Peaceful contemplation

“I hope the painting can provide peaceful contemplation, a respite from the potential stresses and difficulties that can accompany a visit or stay in a hospital,” Benson said.

Serro was officially awarded the project in January after exhibiting her skills in art acquisitions for Touro Infirmary in New Orleans.

In the past, she acted as art consultant for corporations such as Motorola and Charles Schwab. But nothing could prepare her for the challenge imposed by the University Medical Center behemoth.

Staging the work included site-specific content for nearly every space in the complex, including patient and exam rooms, the cafeteria, staff lounges, reception areas, public corridors, administrative offices and the hospital chapel.

Serro’s curatorial and quality-control team of 12 — among them, interior designers, framers and artists — broke the space into 36 art themes, such as “industry,” “architecture” and “history.”

Sensitive spaces

They scrutinized every inch of the compound, “right down to knowing where every fire extinguisher was,” said Serro. “You have to be particularly sensitive to the content in spaces such as women’s oncology.”

“The chapel was very sensitive because we had to be aware of all religions and careful not to leave any out.
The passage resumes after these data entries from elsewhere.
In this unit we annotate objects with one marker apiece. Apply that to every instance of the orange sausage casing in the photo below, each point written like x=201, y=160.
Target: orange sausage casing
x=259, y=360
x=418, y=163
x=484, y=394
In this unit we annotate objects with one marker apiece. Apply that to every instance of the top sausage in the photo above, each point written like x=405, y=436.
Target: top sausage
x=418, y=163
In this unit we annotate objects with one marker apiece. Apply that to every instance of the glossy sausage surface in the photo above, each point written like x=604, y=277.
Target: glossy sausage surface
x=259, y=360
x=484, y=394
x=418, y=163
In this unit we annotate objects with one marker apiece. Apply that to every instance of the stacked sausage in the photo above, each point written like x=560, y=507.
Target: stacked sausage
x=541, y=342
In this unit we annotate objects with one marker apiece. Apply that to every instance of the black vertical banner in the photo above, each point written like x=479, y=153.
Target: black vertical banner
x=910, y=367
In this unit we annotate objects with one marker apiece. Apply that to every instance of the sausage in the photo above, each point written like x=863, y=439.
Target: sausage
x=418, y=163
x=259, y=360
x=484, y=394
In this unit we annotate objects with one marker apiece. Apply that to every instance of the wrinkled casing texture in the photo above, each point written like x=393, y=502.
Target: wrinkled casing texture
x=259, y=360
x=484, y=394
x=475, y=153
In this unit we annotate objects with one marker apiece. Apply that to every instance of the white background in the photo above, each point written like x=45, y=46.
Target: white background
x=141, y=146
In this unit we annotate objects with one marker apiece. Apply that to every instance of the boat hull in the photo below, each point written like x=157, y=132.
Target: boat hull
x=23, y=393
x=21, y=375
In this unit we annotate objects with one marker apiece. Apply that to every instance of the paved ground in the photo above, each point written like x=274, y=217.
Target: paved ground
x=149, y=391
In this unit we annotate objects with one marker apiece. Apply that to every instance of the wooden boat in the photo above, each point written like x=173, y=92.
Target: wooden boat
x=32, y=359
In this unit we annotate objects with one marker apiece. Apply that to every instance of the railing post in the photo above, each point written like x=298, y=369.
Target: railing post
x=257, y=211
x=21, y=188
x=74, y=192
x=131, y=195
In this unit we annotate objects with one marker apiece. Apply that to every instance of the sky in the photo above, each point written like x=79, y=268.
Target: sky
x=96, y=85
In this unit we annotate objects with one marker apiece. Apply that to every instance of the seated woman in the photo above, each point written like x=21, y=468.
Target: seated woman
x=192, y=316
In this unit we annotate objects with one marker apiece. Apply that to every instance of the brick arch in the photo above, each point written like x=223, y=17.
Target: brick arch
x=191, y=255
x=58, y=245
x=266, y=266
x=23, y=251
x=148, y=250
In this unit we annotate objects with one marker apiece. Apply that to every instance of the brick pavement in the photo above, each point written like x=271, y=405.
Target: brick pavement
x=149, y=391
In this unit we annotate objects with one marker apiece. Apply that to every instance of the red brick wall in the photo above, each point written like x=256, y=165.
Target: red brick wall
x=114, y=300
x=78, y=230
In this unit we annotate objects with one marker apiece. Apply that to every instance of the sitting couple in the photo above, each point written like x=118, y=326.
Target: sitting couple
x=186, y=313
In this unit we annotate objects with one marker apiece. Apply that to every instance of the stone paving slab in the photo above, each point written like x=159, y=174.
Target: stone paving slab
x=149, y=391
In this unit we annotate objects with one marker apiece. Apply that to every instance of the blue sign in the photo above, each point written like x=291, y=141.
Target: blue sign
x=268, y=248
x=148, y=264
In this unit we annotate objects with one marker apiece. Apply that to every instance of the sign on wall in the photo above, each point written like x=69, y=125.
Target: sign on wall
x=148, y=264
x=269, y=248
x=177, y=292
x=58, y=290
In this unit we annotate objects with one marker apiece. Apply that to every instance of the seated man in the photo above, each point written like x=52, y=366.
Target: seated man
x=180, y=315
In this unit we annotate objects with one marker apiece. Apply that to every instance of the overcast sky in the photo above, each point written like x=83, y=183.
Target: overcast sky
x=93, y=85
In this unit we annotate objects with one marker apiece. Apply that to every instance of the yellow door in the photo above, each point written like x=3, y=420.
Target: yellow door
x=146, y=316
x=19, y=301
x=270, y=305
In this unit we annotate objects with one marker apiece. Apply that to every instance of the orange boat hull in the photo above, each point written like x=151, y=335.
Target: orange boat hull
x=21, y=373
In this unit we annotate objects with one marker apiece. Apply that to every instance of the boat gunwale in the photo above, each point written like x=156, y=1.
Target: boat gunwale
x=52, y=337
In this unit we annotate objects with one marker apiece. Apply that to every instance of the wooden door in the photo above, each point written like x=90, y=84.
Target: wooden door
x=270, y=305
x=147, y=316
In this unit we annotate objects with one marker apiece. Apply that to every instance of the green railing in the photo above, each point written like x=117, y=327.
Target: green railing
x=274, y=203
Instead of using religious symbolism, we opted to use meditative, relaxing images,” she said. “The same type of imagery was likewise appropriate for oncology.
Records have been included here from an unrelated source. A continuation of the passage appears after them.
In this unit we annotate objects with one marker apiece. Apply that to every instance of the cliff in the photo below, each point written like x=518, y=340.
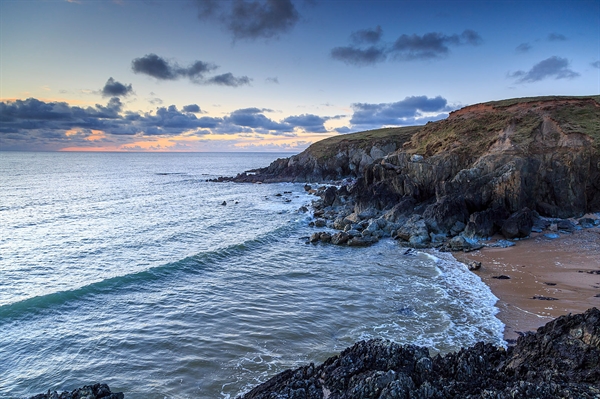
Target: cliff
x=487, y=168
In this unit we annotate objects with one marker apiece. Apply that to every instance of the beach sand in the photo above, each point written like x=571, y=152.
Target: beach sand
x=566, y=268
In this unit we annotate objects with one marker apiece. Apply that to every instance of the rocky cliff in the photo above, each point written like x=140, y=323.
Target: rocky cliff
x=334, y=158
x=559, y=361
x=487, y=168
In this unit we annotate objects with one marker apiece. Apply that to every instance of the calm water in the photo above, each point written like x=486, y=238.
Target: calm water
x=126, y=269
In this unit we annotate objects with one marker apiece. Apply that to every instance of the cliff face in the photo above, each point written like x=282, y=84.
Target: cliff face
x=333, y=159
x=543, y=154
x=486, y=168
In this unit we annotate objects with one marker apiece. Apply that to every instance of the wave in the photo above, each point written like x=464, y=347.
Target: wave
x=192, y=264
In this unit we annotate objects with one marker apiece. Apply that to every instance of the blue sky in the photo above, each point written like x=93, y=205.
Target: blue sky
x=273, y=75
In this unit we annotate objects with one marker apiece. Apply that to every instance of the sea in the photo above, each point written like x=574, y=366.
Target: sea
x=132, y=269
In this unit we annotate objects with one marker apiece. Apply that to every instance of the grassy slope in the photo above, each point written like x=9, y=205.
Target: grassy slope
x=329, y=147
x=474, y=134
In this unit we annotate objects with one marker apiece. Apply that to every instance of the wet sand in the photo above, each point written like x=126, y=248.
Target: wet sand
x=563, y=268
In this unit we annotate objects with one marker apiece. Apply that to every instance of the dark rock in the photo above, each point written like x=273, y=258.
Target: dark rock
x=560, y=360
x=339, y=238
x=320, y=223
x=518, y=225
x=361, y=241
x=587, y=223
x=544, y=298
x=96, y=391
x=474, y=265
x=486, y=223
x=565, y=225
x=325, y=237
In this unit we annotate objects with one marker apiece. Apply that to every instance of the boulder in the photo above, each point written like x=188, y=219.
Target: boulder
x=518, y=225
x=339, y=238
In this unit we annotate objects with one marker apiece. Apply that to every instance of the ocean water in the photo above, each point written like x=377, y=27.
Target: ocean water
x=126, y=269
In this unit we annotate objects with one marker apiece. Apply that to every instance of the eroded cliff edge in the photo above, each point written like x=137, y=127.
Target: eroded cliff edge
x=487, y=168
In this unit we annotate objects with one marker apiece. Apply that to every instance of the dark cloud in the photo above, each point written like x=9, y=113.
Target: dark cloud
x=370, y=36
x=46, y=124
x=400, y=113
x=308, y=122
x=556, y=37
x=523, y=48
x=191, y=108
x=113, y=88
x=227, y=79
x=255, y=119
x=352, y=55
x=405, y=48
x=553, y=67
x=251, y=19
x=159, y=68
x=431, y=45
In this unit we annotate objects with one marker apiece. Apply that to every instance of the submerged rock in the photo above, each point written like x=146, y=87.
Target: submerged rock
x=559, y=361
x=96, y=391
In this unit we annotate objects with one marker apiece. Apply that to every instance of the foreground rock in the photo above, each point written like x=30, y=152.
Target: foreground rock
x=561, y=360
x=96, y=391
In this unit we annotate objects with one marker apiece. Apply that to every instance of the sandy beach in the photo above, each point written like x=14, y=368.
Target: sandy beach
x=566, y=269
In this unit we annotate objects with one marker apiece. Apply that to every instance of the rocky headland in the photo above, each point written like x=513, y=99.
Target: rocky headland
x=508, y=167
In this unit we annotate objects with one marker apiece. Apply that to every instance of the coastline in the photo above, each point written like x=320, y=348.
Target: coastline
x=566, y=268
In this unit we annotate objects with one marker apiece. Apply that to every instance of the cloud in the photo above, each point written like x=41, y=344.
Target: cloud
x=352, y=55
x=161, y=69
x=555, y=67
x=227, y=79
x=191, y=108
x=251, y=19
x=431, y=45
x=35, y=124
x=405, y=112
x=556, y=37
x=366, y=49
x=308, y=122
x=523, y=48
x=370, y=36
x=113, y=88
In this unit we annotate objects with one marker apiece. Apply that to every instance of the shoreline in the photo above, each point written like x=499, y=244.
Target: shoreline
x=564, y=272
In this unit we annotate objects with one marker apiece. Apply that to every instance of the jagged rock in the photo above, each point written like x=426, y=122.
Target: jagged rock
x=320, y=222
x=559, y=361
x=325, y=237
x=96, y=391
x=474, y=265
x=518, y=225
x=565, y=225
x=340, y=238
x=362, y=241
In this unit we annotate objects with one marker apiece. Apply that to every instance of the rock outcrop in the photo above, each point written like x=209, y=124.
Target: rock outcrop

“Behavioral health was the most difficult. We could not use any medium that could be ripped off a wall and used as a weapon or could allow for a patient to inflict harm to themselves (i.e., bashing their head into glass and injuring themselves).

“In addition, the imagery needs to be calming and very straightforward, no blurry or busy patterns. We used images of calming nature in all of these.

“In BH, we used thin panels of stainless steel, which can be printed on and can be bolted to the wall securely and can withstand much abuse.”

Prescription for 3-D glasses?

More fun could be had in recovery rooms, where there would be a presumed air of escape. To that effect, artist Cheri Fry supplied acrylic-on-canvas tree paintings that require 3-D glasses to view.

At least for Goss, the experience has opened her eyes to what she called “channeling a ‘yes-mode’ approach to life and work.”

While spreading multiple fish-motif canvases out on her Magazine Street apartment’s back lawn, she looked up, with blue paint covering legs and face, and smiled in the fading sun: “I can’t say I’ve ever had the desire to paint a sno-ball before this project. But I’m all the wiser for it.”